The arguments used by Will above could equally have been used against the Stuarts. When Liz I died she had no descendants. So the thrown fell to the great grandson of her aunt Mary Tudor - I think that makes him her cousin twice removed.

There are always those who will claim that the throne has been stolen. Before Elizabeth I came to the throne her elder half sister Mary I reigned. Mary was second in line to the throne after Henry VIII, so when Henry's son Edward VI died it should have been a simple matter for Mary to become queen. However Edward was protestant and his half sister catholic, so Ed attempted to remove Mary from the line of succession so that Lady Jane Gray, a cousin, would become monarch. Mary deposed Jane by force after only nine days and was crowned. There were those (mostly protestants) who claimed that Mary had stolen the crown. Equally there were those (mostly catholics) who claimed that the crown was never Jane's to claim in the first place. Who was right? Well Mary's supporters of course. Why? Because Mary won.

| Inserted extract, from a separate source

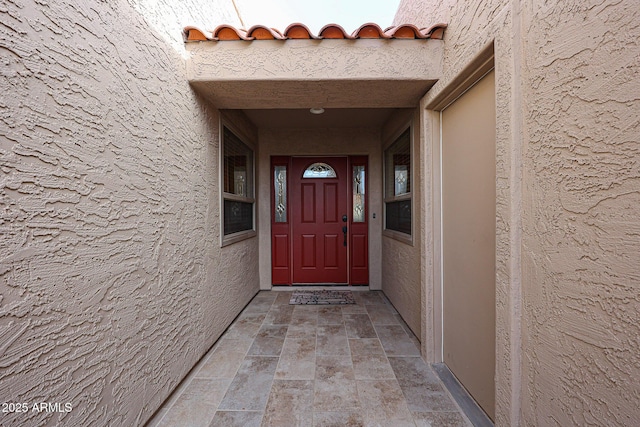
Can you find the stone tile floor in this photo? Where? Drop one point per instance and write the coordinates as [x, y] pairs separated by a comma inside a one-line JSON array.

And what exactly is English or British anyway? Celtic? Jute? Saxon? Angle? Viking? Norman? Remember that King Harold was a Saxon (and there were several other claimants to his throne) but he was deposed by William I (the Conqueror or the Bastard) by invasion.

If we're going to start talking about the right to the throne where do you draw the line. Was William the rightful king or should it have been Edgar? Was Harold the rightful monarch in the first place? Such disputes go right back to Egbert in 802. If you go back over all the disputed monarchs in the last 1,210 years the number of descendants with some sort of claim to the throne must run to six figures.

One thing is for sure, however, the rightful monarch is the one with the crown.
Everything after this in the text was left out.